Piénsese por ejemplo en las presiones continuas para que en los países PIIGS o en toda la UE se produzca una redefinición (léase devaluación) monetaria. Ello podría suponer casi automáticamente la pérdida de una importante parte del principal por su pérdida de capacidad de compra de bienes del exterior, además de previsibles inflaciones de los bienes del interior.
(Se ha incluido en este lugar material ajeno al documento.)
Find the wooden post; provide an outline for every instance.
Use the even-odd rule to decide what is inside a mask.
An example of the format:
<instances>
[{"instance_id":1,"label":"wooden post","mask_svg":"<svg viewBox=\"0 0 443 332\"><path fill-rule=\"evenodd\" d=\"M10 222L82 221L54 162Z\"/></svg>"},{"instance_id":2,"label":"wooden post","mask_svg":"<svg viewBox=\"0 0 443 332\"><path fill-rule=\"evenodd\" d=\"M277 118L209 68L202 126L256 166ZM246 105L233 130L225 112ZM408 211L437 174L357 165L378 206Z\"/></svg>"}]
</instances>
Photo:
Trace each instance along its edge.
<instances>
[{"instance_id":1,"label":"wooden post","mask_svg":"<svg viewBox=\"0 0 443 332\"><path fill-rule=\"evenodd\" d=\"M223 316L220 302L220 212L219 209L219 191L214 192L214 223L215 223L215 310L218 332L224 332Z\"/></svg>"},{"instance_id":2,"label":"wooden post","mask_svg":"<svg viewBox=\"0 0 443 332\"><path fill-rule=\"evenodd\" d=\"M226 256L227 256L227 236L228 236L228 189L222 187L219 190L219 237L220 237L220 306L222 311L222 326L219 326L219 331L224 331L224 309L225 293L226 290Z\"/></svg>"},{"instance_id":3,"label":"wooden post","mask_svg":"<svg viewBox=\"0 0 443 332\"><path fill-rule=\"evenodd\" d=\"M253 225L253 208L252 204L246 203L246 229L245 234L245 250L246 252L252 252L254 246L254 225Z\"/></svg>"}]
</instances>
En este caso, sería en términos reales (que no nominales) como nuestra capacidad adquisitiva quedaría mermada de un día para otro.

Estas circunstancias conducen a que estar invertidos en casi cualquier otro activo –pisos, acciones, oro, etc.– pueda resultar más seguro y hasta permitir obtener revalorizaciones (no merced a sus fundamentales, sino como consecuencia de la inflación y la huida generalizada hacia activos que conserven el valor mejor), al tiempo que sería la única vía de escape para no ser completamente esquilmados.

De nuevo, una buena comprensión de los ciclos económicos, de las fases en que nos movemos en cada momento y de las políticas que pueden llegarse a realizar – durante una recesión, se puede pasar de la deflación a la hiperinflación en cuestión de días por demagógicas y penosas medidas económicas, como ocurrió en Argentina en 2001– pueden ser determinantes para que un activo pase de ser poco volátil y arriesgado a todo lo contrario.

Protección en el largo plazo

Por su parte, los hay que buscan la protección del principal no sólo presente, sino en el largo plazo. Para ellos, la faceta de protección frente a la pérdida de poder adquisitivo de la moneda (o impositiva) tiene un papel crucial.

Estos inversores que buscan protección del principal en el largo plazo podrán elegir acciones de empresas sólidas a buen precio, inmuebles –sobre todo residenciales en zonas seguras–, fondos de inversión que practican estrategias que enfatizan valor frente a crecimiento, algo de oro y quizás bonos indexados a la inflación o adquiridos en tiempos que ofrecen altos intereses reales y en entornos macroeconómicos de recuperación y estables. Casi todos estos instrumentos, con la excepción del oro, pueden ofrecer además rentas periódicas estables en forma de dividendos, alquileres o intereses.

Estos instrumentos estarían satisfaciendo los objetivos financieros de conservación del capital y, en buena medida, de obtención de rentas pasivas estudiados en el anterior artículo de esta sección.

Esta meta de conservación del capital en el largo plazo es la que explica que en España, la elección de las clases medias haya sido históricamente la de invertir sus ahorros en la adquisición de viviendas por la mala experiencia histórica resultante de las políticas inflacionistas con la peseta. Lo más paradójico es que en los últimos años muchos, y ya con el euro en funcionamiento, para conservar ahorro y acumular patrimonio hayan asumido niveles intolerables de endeudamiento y realizado compras en niveles de precios históricamente altos. Tras más de medio siglo de mercado alcista imparable en monedas inflacionistas, una proporción significativa de la población acabó convencida de que acertaba con la compra por la seguridad que venía teniendo de que estos bienes no sólo mantendrían su valor, sino que subirían sin freno.

Crecimiento del principal

Si lo que se busca es crecimiento sin poner en riesgo el principal de forma alocada, es requisito invertir con horizonte amplios, renunciando a la liquidez y aceptando volatilidad. Buscaremos sobre todo revalorización del principal frente a rendimientos periódicos y predecibles. Incluso puede ser conveniente concentrar algo más nuestra cartera.

Los instrumentos más adecuados son, de menor a mayor agresividad, las acciones y los fondos, la inversión en países emergentes y los bonos de alta rentabilidad. Y, eventualmente, para patrimonios mayores, se pueden introducir algunas formas alternativas de inversión, como los fondos de capital-riesgo, venture capital o algunos tipos de hedge funds.

El crecimiento generalmente vendrá de participar en la expansión de los negocios y la economía, de manera que es necesario evitar economías estancadas, en recesión o que ponen trabas a la empresa y al crecimiento económico y ponderar más aquellas que hacen todo lo contrario.